Boarding the zodiac was like riding a mechanical bull where one had to time it just right hoping the boat wouldn’t throw us off. I was the first aboard, and got to watch as my fellow zodiac mates cautiously teetered into the rocking boat. We had a close call when a crew member lost his balance and almost took an involuntary plunge into the icy water. Thankfully, we all got in safely and steered clear of the gangway to “safety.” Hooray for teamwork! We headed straight to Point Wild, slicing through thick fog and ice fields. Although Gus didn’t join us he did take these pictures of us from the ship.

Live action video of Point Wild

After about 30 minutes we went back to the ship where getting off the zodiac onto the gangway was even more harrowing.  The swells had gotten bigger, and there were a few tense moments as it took about four attempts for the crew to secure the boat to the gangway. But hey, in the crew we trust!
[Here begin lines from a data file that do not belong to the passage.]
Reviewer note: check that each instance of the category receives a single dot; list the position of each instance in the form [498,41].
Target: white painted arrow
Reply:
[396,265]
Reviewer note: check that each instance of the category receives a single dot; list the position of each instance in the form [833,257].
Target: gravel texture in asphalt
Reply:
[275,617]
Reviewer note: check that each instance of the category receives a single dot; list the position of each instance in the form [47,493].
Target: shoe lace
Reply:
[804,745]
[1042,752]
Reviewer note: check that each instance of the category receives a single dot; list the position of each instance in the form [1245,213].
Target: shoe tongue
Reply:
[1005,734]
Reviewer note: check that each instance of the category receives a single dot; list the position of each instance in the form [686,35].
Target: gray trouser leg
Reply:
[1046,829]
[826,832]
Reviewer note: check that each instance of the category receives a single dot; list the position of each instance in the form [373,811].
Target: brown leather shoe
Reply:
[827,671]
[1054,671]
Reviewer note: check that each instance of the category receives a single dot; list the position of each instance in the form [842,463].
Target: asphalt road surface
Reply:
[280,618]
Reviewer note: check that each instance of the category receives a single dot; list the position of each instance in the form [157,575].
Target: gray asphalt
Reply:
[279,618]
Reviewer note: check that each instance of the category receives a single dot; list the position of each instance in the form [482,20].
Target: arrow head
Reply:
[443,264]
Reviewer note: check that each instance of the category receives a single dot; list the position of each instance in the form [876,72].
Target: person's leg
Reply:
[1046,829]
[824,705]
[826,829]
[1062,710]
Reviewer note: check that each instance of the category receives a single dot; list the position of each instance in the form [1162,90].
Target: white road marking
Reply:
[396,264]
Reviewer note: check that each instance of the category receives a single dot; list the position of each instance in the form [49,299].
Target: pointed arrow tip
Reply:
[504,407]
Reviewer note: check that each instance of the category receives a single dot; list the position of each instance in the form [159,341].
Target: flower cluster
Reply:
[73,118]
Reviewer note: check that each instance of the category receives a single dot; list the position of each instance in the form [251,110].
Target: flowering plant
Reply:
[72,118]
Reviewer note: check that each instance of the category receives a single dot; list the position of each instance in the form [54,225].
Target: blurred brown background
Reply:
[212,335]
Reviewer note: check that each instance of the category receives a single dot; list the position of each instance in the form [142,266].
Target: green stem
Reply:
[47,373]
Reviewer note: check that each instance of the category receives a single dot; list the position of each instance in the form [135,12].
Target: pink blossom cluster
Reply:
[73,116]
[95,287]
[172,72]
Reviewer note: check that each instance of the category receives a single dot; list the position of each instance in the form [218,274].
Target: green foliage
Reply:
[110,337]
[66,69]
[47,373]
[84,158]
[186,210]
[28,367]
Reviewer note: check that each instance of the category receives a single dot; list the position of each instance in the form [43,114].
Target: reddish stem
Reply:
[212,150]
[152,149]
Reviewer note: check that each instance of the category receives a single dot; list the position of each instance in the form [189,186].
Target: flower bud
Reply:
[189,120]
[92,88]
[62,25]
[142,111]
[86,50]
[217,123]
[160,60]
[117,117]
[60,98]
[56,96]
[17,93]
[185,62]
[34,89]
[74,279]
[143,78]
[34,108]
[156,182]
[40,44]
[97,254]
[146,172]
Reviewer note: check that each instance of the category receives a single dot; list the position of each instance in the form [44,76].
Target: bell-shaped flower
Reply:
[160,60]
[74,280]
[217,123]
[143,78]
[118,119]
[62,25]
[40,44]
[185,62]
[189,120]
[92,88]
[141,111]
All smiles before disembarking

Wildlife Feeding Extravaganza

After leaving Elephant Island, we sailed past Cornwallis Island where we first spotted a bunch of whale spouts out in the distance.  As we made our way towards the action, we found ourselves in the middle of a spectacular feeding frenzy. There were Fin Whales, Humpbacks, hundreds of Chinstrap Penguins, a few Gentoos, and thousands of seabirds all gorging in a literal “all you can eat” seafood buffet.

Whales circled our boat, swallowing vast quantities of krill, while groups of hundreds of penguins porpoised, eagerly chasing their meals, and diving birds swooped down to gulp mouthfuls of fish and krill. It was estimated that we were surrounded by at least 50 whales, possibly even more. The scene was so extraordinary that it was tough to focus with all the action unfolding before us.

The rest of this extraordinary day was spent in lectures and capped off with music from Jeff and Jacinthe.

Note: We were disappointed to learn that there were NO elephants on Elephant Island.